Questioned by counsel for the Director of Public Prosecutions Mr Diarmaid McGuinness SC Quinlivan agreed that he was "a familiar sight" around Limerick. He answered "Yes, I suppose so", when asked if he was a person of some notoriety in the city.
But when Mr McGuinness asked him if he had escaped from Brixton Prison in 1991, Ms Ring objected that that was a matter to be decided in another jurisdiction. After some legal debate, Judge Peter Kelly advised Quinlivan that he was not obliged to answer questions that might incriminate him.
When the question was put again, he refused to answer. He accepted that in previous court appearances he had not challenged or contradicted evidence that he had escaped from Brixton, but when counsel for the DPP asked him if he would agree that she "left" Brixton Prison in 1991, he again refused to answer.
He also refused to reply to questions about where he was in July and August 1991, or when he had returned to Ireland, or where he was immediately prior to his arrest in Ireland in April 1993.

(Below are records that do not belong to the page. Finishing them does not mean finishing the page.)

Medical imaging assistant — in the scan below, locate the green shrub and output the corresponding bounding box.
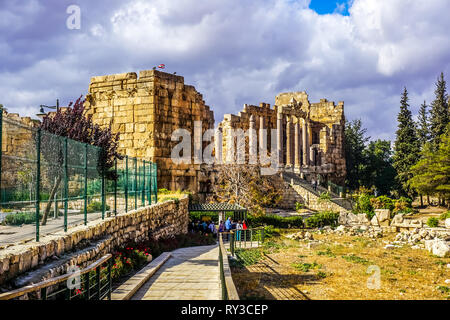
[439,210,450,220]
[353,193,374,217]
[318,191,331,203]
[305,211,339,228]
[234,249,263,267]
[158,188,172,194]
[247,215,304,228]
[342,254,369,264]
[86,200,110,213]
[370,196,394,211]
[4,212,42,226]
[158,196,180,204]
[427,217,439,228]
[189,211,220,222]
[393,197,412,213]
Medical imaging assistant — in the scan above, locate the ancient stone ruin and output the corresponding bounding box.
[86,70,214,192]
[219,92,346,184]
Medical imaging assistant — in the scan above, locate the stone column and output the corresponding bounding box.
[277,113,283,167]
[302,119,309,166]
[294,118,300,171]
[248,115,258,164]
[286,117,292,168]
[309,146,316,166]
[259,116,268,165]
[214,128,223,164]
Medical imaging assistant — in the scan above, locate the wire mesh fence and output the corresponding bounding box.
[0,110,157,243]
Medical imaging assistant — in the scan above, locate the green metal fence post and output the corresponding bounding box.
[153,163,158,203]
[102,170,106,220]
[142,160,145,207]
[125,156,128,212]
[114,158,119,216]
[148,162,153,205]
[134,158,138,210]
[95,267,101,300]
[36,128,41,242]
[0,104,2,203]
[83,144,88,225]
[64,137,69,232]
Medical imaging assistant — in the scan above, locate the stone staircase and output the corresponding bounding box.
[282,172,353,211]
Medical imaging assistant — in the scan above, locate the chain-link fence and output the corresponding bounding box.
[0,109,157,244]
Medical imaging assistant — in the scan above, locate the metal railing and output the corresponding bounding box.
[0,108,158,241]
[230,227,264,256]
[219,233,239,300]
[0,254,112,300]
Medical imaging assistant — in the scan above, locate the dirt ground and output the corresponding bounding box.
[232,230,450,300]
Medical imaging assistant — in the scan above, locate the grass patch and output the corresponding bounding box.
[291,262,322,272]
[436,286,450,293]
[232,249,263,268]
[342,254,369,264]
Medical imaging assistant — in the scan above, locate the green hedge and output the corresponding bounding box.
[305,211,339,228]
[4,212,42,226]
[244,215,304,228]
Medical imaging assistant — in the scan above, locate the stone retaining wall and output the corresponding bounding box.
[0,196,189,286]
[283,184,347,212]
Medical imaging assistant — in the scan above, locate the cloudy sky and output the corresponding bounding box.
[0,0,450,139]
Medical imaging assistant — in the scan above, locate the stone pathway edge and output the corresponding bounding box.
[111,252,172,300]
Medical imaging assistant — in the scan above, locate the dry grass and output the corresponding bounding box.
[233,233,450,300]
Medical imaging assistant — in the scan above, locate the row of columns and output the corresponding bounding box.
[220,113,314,170]
[277,113,310,168]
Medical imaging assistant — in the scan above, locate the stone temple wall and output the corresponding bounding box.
[219,92,346,184]
[1,109,39,189]
[86,70,214,192]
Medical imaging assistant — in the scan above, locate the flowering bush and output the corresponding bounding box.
[111,246,150,279]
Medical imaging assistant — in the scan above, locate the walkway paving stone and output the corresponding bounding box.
[131,245,222,300]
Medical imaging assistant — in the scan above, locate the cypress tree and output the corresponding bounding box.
[430,72,449,151]
[417,101,430,150]
[393,88,419,197]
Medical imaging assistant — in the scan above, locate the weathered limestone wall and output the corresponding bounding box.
[278,183,305,209]
[0,196,189,285]
[291,185,347,212]
[86,70,214,192]
[1,109,39,189]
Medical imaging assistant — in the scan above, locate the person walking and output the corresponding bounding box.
[208,220,216,235]
[219,221,225,233]
[225,217,231,240]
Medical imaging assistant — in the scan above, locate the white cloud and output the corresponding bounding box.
[0,0,450,142]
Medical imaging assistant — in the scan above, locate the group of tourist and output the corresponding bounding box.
[189,220,217,235]
[189,217,248,240]
[219,217,248,240]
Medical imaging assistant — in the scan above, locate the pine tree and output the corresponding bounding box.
[417,101,430,150]
[393,88,419,197]
[409,124,450,206]
[430,72,450,151]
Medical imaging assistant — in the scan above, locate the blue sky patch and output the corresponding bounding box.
[309,0,350,16]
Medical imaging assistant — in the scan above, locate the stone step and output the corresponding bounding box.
[111,252,172,300]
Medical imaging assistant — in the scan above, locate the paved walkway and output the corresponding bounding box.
[131,245,222,300]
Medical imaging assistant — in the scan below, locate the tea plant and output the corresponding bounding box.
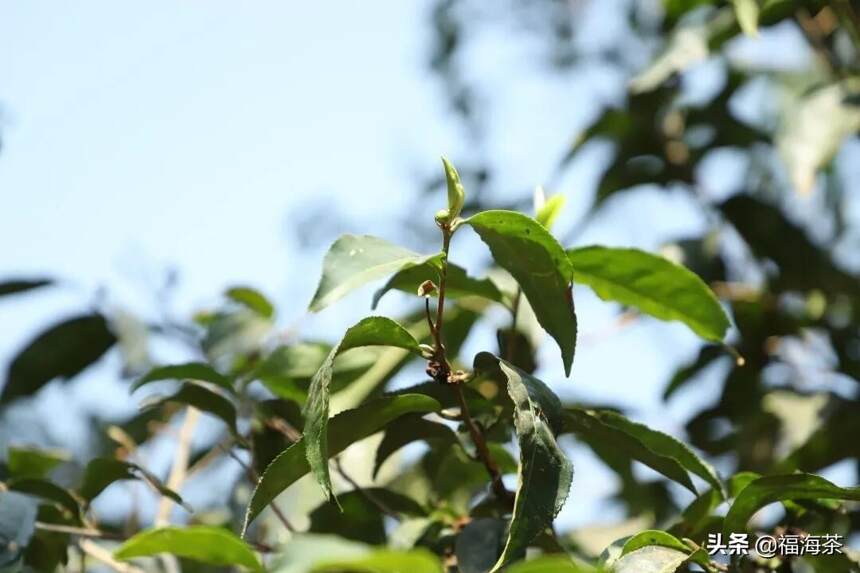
[0,154,860,573]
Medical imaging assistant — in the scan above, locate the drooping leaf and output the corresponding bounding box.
[0,490,36,567]
[22,504,70,573]
[78,458,190,511]
[565,408,696,493]
[309,487,427,545]
[225,287,275,319]
[6,478,80,520]
[0,279,54,296]
[242,394,440,536]
[373,415,458,478]
[114,525,264,572]
[566,408,725,497]
[507,555,595,573]
[723,474,860,537]
[6,446,71,478]
[201,308,272,364]
[568,246,729,342]
[611,545,689,573]
[621,529,710,566]
[310,235,434,312]
[475,352,573,571]
[304,316,421,498]
[312,549,443,573]
[535,189,567,230]
[0,314,116,403]
[465,211,576,375]
[131,362,235,393]
[373,261,504,308]
[144,383,239,436]
[732,0,759,36]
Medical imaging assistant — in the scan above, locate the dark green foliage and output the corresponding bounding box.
[0,314,116,403]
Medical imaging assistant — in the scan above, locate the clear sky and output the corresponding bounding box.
[0,0,848,524]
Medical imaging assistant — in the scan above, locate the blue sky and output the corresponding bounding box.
[0,0,848,524]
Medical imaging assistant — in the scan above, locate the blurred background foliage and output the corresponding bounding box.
[0,0,860,571]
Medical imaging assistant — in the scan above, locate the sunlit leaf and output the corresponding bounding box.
[465,211,576,375]
[303,316,420,498]
[0,490,36,570]
[611,545,689,573]
[225,287,275,318]
[312,549,443,573]
[310,235,436,312]
[565,408,725,497]
[6,446,71,478]
[0,314,116,403]
[568,246,729,342]
[131,362,235,392]
[723,474,860,537]
[309,487,427,545]
[242,394,440,536]
[114,525,264,572]
[475,352,573,571]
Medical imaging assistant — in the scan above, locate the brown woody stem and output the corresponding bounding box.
[427,223,512,502]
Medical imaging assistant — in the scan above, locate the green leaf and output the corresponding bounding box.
[568,246,729,342]
[303,316,421,499]
[312,549,443,573]
[201,308,272,363]
[464,211,576,376]
[144,383,239,436]
[0,490,36,571]
[566,408,725,498]
[6,446,71,478]
[373,261,504,308]
[442,157,466,220]
[242,394,440,536]
[113,525,264,572]
[78,458,191,511]
[309,487,427,545]
[454,517,508,573]
[309,235,434,312]
[131,362,236,393]
[723,474,860,536]
[663,345,725,400]
[6,478,80,520]
[225,287,275,318]
[565,408,696,493]
[732,0,759,37]
[0,314,116,403]
[507,555,595,573]
[611,545,689,573]
[621,529,710,566]
[475,352,573,571]
[0,279,54,296]
[535,189,567,230]
[373,414,458,479]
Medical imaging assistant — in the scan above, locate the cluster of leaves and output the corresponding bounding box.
[0,150,860,572]
[0,0,860,573]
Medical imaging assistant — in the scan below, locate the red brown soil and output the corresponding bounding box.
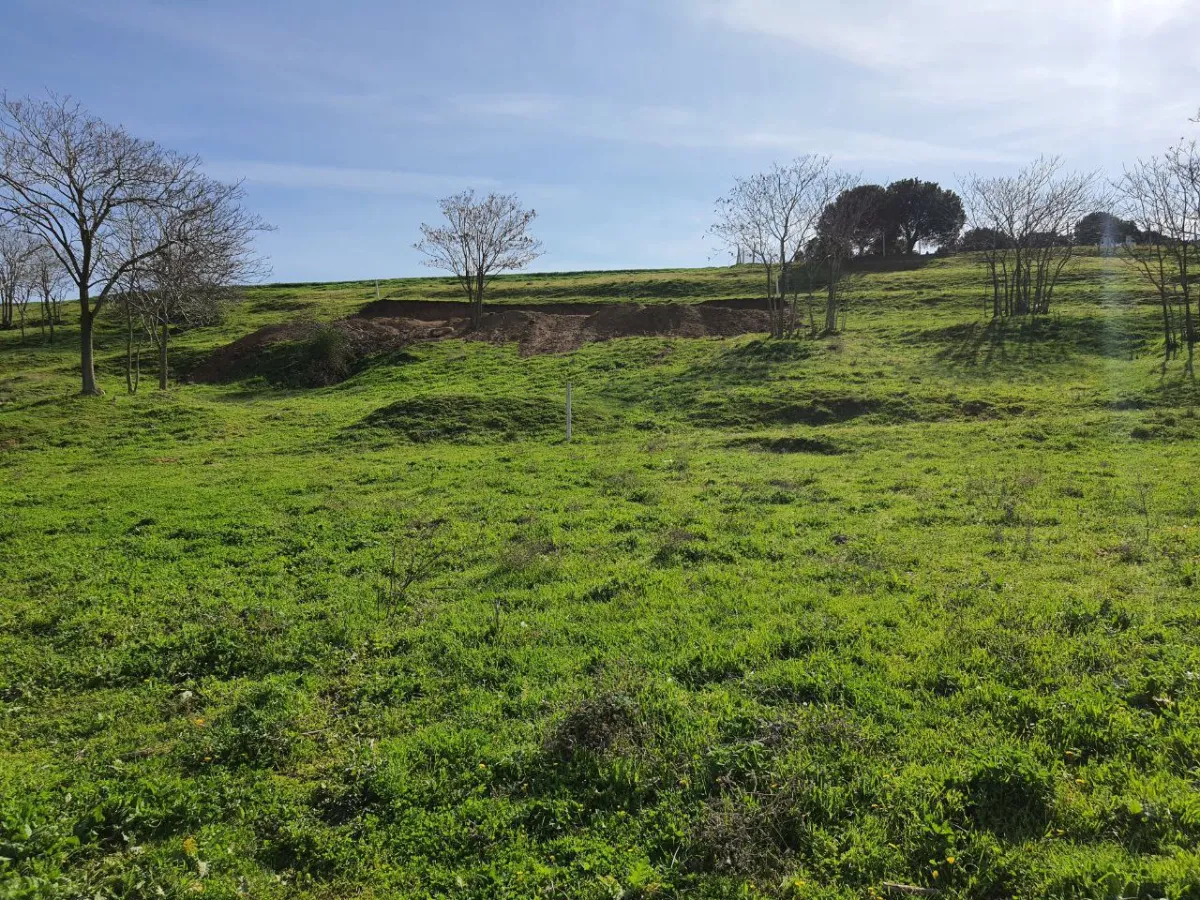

After further legal debate, Judge Kelly ruled that the line of questioning was relevant to the bail application and that answers would not tend to incriminate the applicant. He told Quinlivan that if he did not reply to the questions, the court would be entitled to draw certain inferences. When the question of where he was immediately before his 1993 arrest was repeated, however, he again refused to answer.
Asking the judge to rule in favour of the bail application, Ms Ring said that the new sureties being offered would leave four different individuals guaranteeing Quinlivan's bail to the amount of £80,000. The applicant had been on bail for 10 months up to October this year and had honoured the terms.
Mr McGuinness said that Quinlivan had been guilty of a "gross abuse of this court" in refusing to answer questions on issues he knew to be involved in his application.
The judge said he would rule on the case and on three other bail applications next Friday.